For example, the chart above shows the use of application containers (SE3.4; now SE2.5) on a rise, from 0 in BSIMM7 (Year 2016) to 31 in 2020. Organisations are using application containers to make deployment easier and at the same time, decrease costs. The increase in the use of orchestration for containers and virtualised environments (SE3.5) also ensures workloads meet security requirements. It is also interesting to note businesses are ramping up their efforts to ensure cloud security basics (SE3.7; now SE2.6) are in place to keep pace with the overall increase in adoption of cloud-based deployments.

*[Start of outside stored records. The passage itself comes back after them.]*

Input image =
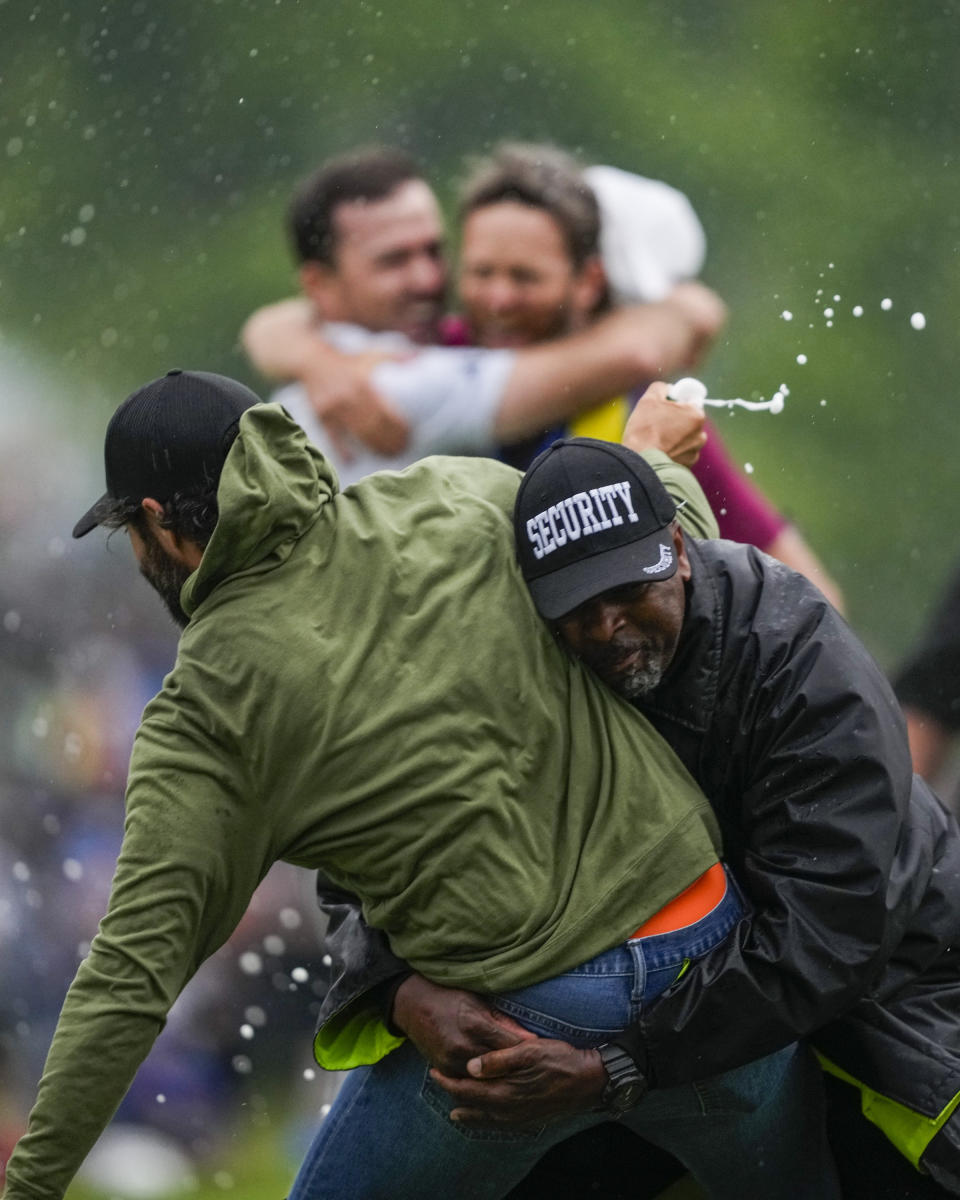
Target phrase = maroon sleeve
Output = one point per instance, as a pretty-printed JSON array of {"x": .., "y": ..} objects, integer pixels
[{"x": 742, "y": 510}]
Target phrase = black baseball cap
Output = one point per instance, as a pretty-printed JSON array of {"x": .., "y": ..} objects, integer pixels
[
  {"x": 591, "y": 516},
  {"x": 169, "y": 436}
]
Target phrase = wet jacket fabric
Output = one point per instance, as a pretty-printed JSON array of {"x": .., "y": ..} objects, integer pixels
[
  {"x": 851, "y": 863},
  {"x": 365, "y": 687}
]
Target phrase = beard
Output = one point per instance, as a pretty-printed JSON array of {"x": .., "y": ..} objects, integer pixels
[
  {"x": 637, "y": 678},
  {"x": 165, "y": 576}
]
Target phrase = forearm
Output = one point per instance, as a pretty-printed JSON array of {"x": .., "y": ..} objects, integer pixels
[
  {"x": 94, "y": 1056},
  {"x": 283, "y": 340},
  {"x": 555, "y": 382}
]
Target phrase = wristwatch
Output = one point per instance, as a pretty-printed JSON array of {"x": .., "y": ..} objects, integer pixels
[{"x": 625, "y": 1084}]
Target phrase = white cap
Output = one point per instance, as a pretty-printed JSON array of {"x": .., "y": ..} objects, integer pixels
[{"x": 651, "y": 238}]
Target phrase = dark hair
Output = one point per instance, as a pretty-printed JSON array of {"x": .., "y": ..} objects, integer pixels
[
  {"x": 544, "y": 178},
  {"x": 191, "y": 514},
  {"x": 370, "y": 174}
]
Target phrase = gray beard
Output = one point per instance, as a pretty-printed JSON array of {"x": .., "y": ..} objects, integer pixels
[{"x": 640, "y": 681}]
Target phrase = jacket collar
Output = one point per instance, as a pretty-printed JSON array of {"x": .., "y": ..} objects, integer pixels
[{"x": 688, "y": 693}]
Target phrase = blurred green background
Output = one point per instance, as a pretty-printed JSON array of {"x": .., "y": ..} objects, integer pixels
[{"x": 149, "y": 151}]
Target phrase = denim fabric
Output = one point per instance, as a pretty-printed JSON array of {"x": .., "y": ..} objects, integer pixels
[
  {"x": 609, "y": 993},
  {"x": 753, "y": 1132}
]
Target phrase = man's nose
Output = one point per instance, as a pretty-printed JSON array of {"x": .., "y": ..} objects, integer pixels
[{"x": 604, "y": 621}]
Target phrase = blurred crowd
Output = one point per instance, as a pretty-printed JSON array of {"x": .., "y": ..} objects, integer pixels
[{"x": 83, "y": 647}]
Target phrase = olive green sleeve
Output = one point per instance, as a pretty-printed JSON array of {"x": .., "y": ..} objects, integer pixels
[{"x": 696, "y": 515}]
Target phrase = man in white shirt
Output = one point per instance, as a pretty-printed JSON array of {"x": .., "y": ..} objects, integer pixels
[{"x": 367, "y": 232}]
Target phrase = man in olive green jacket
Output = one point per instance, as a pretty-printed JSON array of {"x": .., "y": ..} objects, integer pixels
[{"x": 363, "y": 685}]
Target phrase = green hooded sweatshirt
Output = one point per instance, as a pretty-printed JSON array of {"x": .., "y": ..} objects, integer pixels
[{"x": 365, "y": 687}]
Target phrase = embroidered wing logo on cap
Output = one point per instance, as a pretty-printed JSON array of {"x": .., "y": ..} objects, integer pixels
[{"x": 666, "y": 558}]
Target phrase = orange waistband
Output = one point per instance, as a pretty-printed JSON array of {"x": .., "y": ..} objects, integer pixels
[{"x": 702, "y": 897}]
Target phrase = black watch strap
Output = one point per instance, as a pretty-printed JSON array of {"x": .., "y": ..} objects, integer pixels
[{"x": 625, "y": 1083}]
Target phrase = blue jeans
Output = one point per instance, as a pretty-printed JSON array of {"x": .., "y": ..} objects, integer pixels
[
  {"x": 600, "y": 997},
  {"x": 756, "y": 1131},
  {"x": 753, "y": 1132}
]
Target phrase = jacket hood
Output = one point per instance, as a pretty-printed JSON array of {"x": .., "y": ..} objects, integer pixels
[{"x": 273, "y": 489}]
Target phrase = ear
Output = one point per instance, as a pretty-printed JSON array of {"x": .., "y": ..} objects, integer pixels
[
  {"x": 589, "y": 286},
  {"x": 683, "y": 562},
  {"x": 319, "y": 283},
  {"x": 180, "y": 550}
]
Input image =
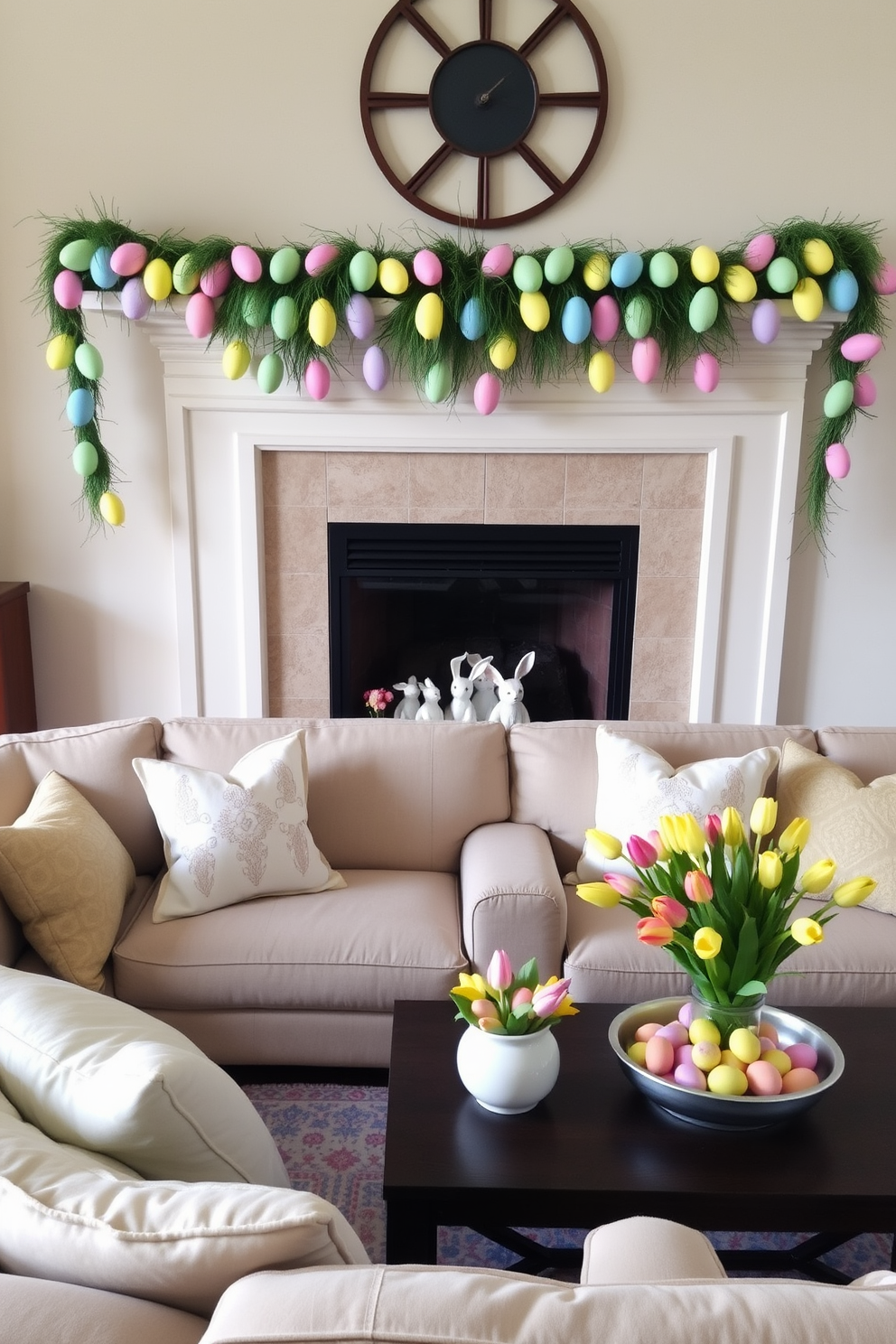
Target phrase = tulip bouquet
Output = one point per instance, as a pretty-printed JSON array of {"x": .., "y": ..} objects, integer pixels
[
  {"x": 508, "y": 1004},
  {"x": 720, "y": 905}
]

4. Define Roles and Responsibilities
Identifying individuals and their roles in an AppSec program reduces confusion while empowering teams to be proactive and innovative. CISOs should review the roles of teams within the AppSec program to determine if they can create clearer boundaries and expectations in their own organisations. They are categorised into 4 main groups:
Executive leadership: The most successful AppSec initiatives are those with executive sponsorship and oversight. Programs gain acceptance and support throughout organisations when they have executive buy-in. Having a single person (typically the CISO) in charge of security decisions allows the program to move forward without bottlenecks.

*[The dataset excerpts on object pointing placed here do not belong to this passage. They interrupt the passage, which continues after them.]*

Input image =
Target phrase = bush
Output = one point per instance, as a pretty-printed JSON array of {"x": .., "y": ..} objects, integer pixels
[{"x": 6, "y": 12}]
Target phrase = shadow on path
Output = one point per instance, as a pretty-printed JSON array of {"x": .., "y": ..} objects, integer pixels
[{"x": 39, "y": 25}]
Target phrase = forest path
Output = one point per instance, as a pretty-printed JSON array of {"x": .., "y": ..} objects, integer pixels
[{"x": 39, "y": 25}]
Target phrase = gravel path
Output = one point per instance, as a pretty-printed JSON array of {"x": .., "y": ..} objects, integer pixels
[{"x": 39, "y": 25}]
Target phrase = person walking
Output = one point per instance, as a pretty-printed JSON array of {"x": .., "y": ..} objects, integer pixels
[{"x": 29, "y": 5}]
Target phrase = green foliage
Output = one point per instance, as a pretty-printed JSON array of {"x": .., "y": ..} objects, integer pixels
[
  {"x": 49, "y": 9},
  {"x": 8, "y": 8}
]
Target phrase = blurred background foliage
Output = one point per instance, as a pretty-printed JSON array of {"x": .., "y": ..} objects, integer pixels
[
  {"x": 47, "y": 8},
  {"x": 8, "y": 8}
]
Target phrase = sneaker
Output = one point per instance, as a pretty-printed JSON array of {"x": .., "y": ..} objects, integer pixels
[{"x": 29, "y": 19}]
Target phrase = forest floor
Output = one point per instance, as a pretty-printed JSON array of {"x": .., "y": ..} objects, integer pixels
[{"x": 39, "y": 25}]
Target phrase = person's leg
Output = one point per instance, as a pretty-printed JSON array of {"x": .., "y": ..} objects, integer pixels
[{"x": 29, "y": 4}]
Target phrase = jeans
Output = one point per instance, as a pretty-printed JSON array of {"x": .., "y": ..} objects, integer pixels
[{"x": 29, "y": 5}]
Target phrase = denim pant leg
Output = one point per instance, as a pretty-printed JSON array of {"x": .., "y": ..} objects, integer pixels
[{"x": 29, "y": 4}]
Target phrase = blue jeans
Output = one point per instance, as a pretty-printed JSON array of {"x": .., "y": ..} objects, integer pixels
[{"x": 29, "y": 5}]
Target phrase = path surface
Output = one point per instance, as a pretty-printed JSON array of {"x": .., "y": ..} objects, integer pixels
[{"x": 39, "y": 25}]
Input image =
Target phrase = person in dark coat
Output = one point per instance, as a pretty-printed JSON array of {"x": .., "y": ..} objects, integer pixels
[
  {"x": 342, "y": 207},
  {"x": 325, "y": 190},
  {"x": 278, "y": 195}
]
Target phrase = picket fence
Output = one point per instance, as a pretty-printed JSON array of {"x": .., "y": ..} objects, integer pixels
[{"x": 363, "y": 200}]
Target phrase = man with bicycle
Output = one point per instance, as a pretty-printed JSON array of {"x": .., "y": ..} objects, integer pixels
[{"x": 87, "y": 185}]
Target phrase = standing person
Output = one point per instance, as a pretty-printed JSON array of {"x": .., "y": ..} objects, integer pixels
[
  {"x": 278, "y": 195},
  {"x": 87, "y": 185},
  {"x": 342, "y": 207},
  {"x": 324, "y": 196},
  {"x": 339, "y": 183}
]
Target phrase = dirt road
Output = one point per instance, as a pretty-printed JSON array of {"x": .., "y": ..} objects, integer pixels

Application security team: Virtually all 130 organisations observed in BSIMM11 have an established AppSec team in place, though their structure and the names they go by vary greatly. Without this team, organisations would find it impossible to be consistent in their AppSec efforts. Executives should prioritise and closely align with this team to help drive and deliver security goals.
Security champions: Security champions are employees outside the security team who help raise awareness and garner support of AppSec practices among different members of the organisation. Executives should identify existing security champions within their organisations and foster relationships with potential champion recruits who can help ensure compliance with AppSec best practices throughout the SSDLC.
Everyone else: All employees play an indirect role in security. They can spread awareness, understanding and support for security practices and development. Executives should encourage education, inclusion and awareness across the entire organisation to give their AppSec programs the best chance to succeed
Regardless of whether you are a new CISO, someone in an emerging organisation, or a CISO overseeing existing programs, there are checklists to help you along. While addressing the 4 activities above, the CISO or security executive should consider diving into the full BSIMM11 report, which contains checklists to jumpstart and develop your AppSec program, and much greater insight into the activities, practice areas, and domains of the most successful AppSec programs operating today.